In November last year, the European Commission proposed a reform of EU telecoms rules that would see such a separation. The proposals are currently being discussed by the parliament and council.
Not everyone agrees with the commissioner, however. The incumbents argue that only large firms such as themselves are capable of the long-term planning for substantial structural innovation and are opposed to such a break-up.
The director of the European Telecommunications Network Operators' Association—the trade association of the incumbent operators—argued this week that Europe lags behind the US in the rolling out of fibre-based broadband networks, where access regulation is less strict.
"The real challenge that now needs to be tackled is to foster infrastructure-based competition and encourage the deployment of high-speed access networks," said Michael Bartholomew, the trade group's director.
"Functional separation is not the right answer to encourage this risky investment."
While UNI Telecom, the trade union representing telecommunications workers worldwide, goes further, and says that there has been too much focus on competition and less on working conditions and quality of service.
They argue that while privatisation and deregulation may have resulted in lower prices for consumers, the focus on liberalisation has come at the cost of a lowering of living standards for telecoms workers and a deterioration of service.
The organisation argues that liberalisation led to over-investment and over-capacity and the collapse of a number of operators.

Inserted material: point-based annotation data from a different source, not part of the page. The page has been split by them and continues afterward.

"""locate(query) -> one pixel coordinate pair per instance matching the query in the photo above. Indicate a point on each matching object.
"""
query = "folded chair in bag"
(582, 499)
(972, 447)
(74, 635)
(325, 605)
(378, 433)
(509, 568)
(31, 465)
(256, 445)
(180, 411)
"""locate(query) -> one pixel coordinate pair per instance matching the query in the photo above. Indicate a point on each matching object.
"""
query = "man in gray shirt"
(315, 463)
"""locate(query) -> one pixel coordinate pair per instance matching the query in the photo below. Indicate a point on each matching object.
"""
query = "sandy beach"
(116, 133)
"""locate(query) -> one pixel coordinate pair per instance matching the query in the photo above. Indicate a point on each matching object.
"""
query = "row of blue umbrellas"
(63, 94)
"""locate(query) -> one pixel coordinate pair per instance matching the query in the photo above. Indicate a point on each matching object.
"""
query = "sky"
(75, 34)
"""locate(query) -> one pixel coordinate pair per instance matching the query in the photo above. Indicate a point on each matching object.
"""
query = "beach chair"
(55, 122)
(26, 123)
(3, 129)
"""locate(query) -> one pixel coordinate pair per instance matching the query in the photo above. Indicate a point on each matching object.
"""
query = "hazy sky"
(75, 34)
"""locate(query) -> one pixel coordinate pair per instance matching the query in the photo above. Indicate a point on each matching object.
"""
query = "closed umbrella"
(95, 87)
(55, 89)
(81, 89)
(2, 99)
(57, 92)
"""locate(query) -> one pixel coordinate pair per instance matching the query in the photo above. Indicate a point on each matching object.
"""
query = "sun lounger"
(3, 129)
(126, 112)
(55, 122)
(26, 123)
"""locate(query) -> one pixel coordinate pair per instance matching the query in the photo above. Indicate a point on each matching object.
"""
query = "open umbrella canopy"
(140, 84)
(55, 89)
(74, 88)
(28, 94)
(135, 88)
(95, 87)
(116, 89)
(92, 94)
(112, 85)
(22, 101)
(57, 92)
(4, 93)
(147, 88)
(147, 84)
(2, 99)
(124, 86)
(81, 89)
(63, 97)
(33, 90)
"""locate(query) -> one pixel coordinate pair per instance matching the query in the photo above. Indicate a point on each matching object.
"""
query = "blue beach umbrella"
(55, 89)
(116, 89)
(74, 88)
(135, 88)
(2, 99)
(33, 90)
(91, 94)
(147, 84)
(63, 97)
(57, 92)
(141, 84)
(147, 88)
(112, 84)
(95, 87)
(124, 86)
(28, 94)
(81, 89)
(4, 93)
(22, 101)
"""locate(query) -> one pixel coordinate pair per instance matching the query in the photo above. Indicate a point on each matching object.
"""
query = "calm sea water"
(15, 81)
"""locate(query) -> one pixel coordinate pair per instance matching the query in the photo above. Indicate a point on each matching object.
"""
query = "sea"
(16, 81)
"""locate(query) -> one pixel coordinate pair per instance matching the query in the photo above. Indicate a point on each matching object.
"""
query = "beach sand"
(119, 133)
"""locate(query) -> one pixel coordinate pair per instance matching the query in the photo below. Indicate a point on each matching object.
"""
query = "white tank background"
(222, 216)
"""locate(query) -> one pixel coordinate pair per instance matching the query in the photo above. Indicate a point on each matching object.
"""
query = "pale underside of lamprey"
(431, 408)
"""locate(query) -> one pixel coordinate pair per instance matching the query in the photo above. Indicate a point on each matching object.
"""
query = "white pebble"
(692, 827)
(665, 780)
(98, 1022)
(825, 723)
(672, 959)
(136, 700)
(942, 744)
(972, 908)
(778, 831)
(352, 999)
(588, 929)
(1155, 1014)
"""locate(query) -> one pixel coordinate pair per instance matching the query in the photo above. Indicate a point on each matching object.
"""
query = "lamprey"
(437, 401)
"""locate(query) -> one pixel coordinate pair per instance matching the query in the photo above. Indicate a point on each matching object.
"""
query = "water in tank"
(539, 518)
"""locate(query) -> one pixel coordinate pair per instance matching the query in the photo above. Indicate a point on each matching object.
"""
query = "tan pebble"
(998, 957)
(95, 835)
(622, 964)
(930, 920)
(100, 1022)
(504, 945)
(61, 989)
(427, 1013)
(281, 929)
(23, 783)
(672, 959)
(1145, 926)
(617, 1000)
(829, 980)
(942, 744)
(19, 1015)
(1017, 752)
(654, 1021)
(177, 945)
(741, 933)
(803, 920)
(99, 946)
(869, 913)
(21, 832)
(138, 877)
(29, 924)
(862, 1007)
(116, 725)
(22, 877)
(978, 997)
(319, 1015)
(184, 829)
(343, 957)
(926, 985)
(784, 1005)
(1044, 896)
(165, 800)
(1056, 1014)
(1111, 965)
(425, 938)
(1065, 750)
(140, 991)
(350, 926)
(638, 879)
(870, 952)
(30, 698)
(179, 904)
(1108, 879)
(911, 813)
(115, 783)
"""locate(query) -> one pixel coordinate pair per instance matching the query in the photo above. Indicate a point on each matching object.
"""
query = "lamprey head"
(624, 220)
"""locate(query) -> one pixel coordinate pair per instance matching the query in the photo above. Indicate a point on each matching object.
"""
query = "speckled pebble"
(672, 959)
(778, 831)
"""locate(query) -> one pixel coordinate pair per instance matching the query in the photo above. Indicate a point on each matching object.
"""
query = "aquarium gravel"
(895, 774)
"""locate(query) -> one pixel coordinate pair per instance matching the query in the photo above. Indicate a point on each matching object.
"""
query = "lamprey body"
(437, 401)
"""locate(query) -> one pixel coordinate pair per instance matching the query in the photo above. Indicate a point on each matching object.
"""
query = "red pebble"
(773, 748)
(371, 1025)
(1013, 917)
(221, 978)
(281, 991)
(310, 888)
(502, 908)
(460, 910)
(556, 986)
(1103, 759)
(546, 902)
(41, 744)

The trade union also highlights the reluctance of some telcos to provide new, advanced services to poor or rural areas or those with high densities of elderly citizens on the one hand, and the proliferation of directory enquiry services on the other.
The European telecoms sector amounts to some €300 billion a year, or two percent of GDP, growing 1.9 percent last year.
Mobile telephony dominates the sector, with revenues worth €137 billion last year, up 3.8 percent on 2006. Mobile penetration across Europe is now 112 percent, with many citizens having two or more subscriptions.